In Charlotte, the storm's gusting winds knocked down trees and sent them crashing into homes.

"The front part of the house is pretty bad, pretty extensive roof damage," Charlotte homeowner John Carpenter said.

Rare School Closing in NYC

The heaviest snowfall totals in the northeast so far include 14.5 inches in Commack, N.Y., 14 inches in Old Saybrook, Conn., and 13.5 inches in Colts Neck, N.J., according to the National Weather Service.

The roads and highways have been clogged with at least four fatal car accidents in New York, Rhode Island and Massachusetts, including crashes that killed a 25-year-old pregnant woman and a 65-year-old man near Boston.

In New York City, schools closed today for the first time in five years, giving about 1 million children the day off. Central Park was expected to get up to a foot of snow from the storm, well below the one-day record of 25 inches set on Christmas Day in 1947. The record for March 2 was 10 inches in Central Park.

As of 4 p.m. the park had eight inches of snow.

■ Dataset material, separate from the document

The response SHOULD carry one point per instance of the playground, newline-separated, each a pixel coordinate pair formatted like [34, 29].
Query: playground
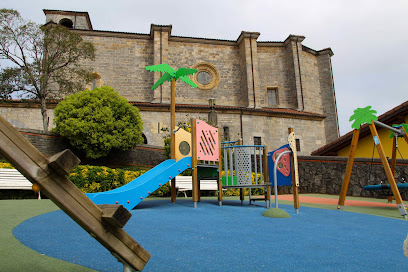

"It's the first of March, which, as you know, is the month that we say comes in like a lion and out like a lamb," New York City Mayor Michael Bloomberg said Sunday. "It's pretty clear that the lions are getting ready to roar."

The city had 130,000 tons of rock salt and about 4,500 workers ready to clean up the mess.

Diane Lugo, 29, of Yonkers, had to leave her two children with her mother-in-law rather than drive them to day care. She got a ride with her husband to avoid trudging 10 minutes in the slush to her bus stop.

"Getting out of the driveway was pure hell," Lugo said in Manhattan, where she works as a college admissions coordinator. "He got to work late. I'm obviously late."

In Georgia, nearly 50,000 people are without power and Duke Energy reported that about 100,000 customers in North Carolina are without electric service today and that 74,000 customers are without power in South Carolina. Progress Energy reported more than 5,300 customers had lost service in North Carolina.

In Virginia, Dominion Virginia Power said nearly 123,000 customers were without power, with more than half in the Richmond metropolitan area. Appalachian Power, which serves southwest Virginia, reported about 5,600 outages.

Storm Expected to Be Expensive for Cities

Philadelphia declared a code blue weather emergency, which gives officials the power to go out onto the streets and bring in homeless people to shelters because the weather conditions pose a threat of serious harm or death.

But those preparations don't come cheap. New Jersey Gov. Jon S. Corzine said the storm could cost the state anywhere from about $2.5 million to $7 million, depending on its severity. So far, New Jersey has spent about $22 million on this winter's "frequent snow events," an amount that's about twice as much as what was budgeted for this year.

Maryland has already spent more than $40 million responding to bad weather in what's been a colder-than-usual winter, Gov. Martin O'Malley said Sunday. Any money spent on digging out from the rare March storm will further burden a state that's facing a $2 billion budget shortfall.

"I don't like snow," O'Malley said

The Associated Press contributed to this story.